New Jersey Governor Phil Murphy has issued Thanksgiving diktats, which include Gavin Newsom-esque “no singing” requirements and encouraging people to “keep the music levels down” so people don’t shout at the holiday table.
N.J. Gov. Phil Murphy ordered indoor gatherings limited to 10 people and outdoor gatherings to 150 people in response to rising COVID-19 cases.
The move comes as Thanksgiving Day looms.https://t.co/tEYRiiRsse
— New York Daily News (@NYDailyNews) November 16, 2020
Murphy has asked people not to travel in or around New Jersey. He’s suggested guests coming to Thanksgiving should quarantine for 14 days before coming for dinner. NBC New York also reports that Murphy wants people to stop hugging and much more:
- Limit the number of attendees to allow people from different households to remain at least six feet apart;
- Plan ahead and ask guests to avoid contact with people outside of their households for 14 days before the gathering.
- Guests should avoid direct contact, including handshakes and hugs with others outside their household;
- The best option is to host outdoors rather than indoors as much as possible;
- Wear masks. Even outdoors requires guests to wear masks when not eating or drinking;
- If you do host indoors, increase your ventilation by opening windows and doors or placing central air and heating on continuous circulation;
- If you are hosting provide attendees with supplies to help everyone stay healthy. These include extra masks, perhaps, and hand sanitizer and tissues, and stocking bathrooms with enough hand soap and single use towels;
- Remind attendees to wash their hands often with soap and water for at least 20 seconds and use hand sanitizer that contains at least 60% alcohol;
- Limit contact with commonly touched surfaces or shared items, such as serving utensils. Use single-use options or identify one person to share shareable items, like salad dressing or food containers, plates, utensils and condiments;
- Encourage guests to avoid singing or shouting – especially indoors;
And keep the music down.
The governor urges people to not “go outside [your] bubble” not only for Thanksgiving but for the foreseeable future.
New Jersey Gov. Phil Murphy urges people to “stay with their immediate family and don’t go outside [their] bubble” this Thanksgiving.
— New Day (@NewDay) November 19, 2020
Murphy and his wife Tammy have lectured and hectored Garden State residents about wearing masks, keeping socially distant, and avoiding large gatherings.
— Tammy Murphy (@FirstLadyNJ) November 20, 2020
There’s no extra charge for mockery.
The mask goes over your nose.
— Governor Phil Murphy (@GovMurphy) November 20, 2020
So when a woman saw Governor Phil Murphy and all six of his family members sitting at a restaurant over the weekend, a New Jersey woman gave him a profanity-filled dressing down. It’s unclear where this was taken. Murphy’s wife took her own video, so if she posts it we may get a better idea.

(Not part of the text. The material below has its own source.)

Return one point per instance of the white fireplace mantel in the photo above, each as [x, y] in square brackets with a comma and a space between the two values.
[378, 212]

Gov. Murphy getting his ass handed to him. Foul language. I think this just happened. Spread far @SaveJersey @Oldglorycries @GeorgWebb @OglesbyAPP @appopinion @JamesOKeefeIII @JackPosobiec @Cernovich @mtracey pic.twitter.com/0VxGrpp29y
— Bill Taylor (@btaylor_71) November 23, 2020
One woman said to Murphy, “Hey, how ya doin’?” Another chimed in, “Oh, my God, Murphy, you’re such a d**k.” And it was on.
They asked him where his mask was and by the end of the short video, Murphy put one on. Eventually, Murphy’s kids got into it with the women, calling them drunk and asking them to put on their masks. It’s a mess.
The video shows Murphy was busting out of his own “bubble,” but he was with his family and there’s no requirement to wear a mask if you are eating. So he wasn’t doing a full-Newson by breaking all of his own rules at The French Laundry.
The rude behavior wasn’t as bad as BLM stealing food, drink, and terrorizing people eating at their tables in Washington, DC, but the New Jersey confrontation was still bad manners.
Maybe they can all go to church and pray about it. If there aren’t more than 25% of the people in the pews, I mean.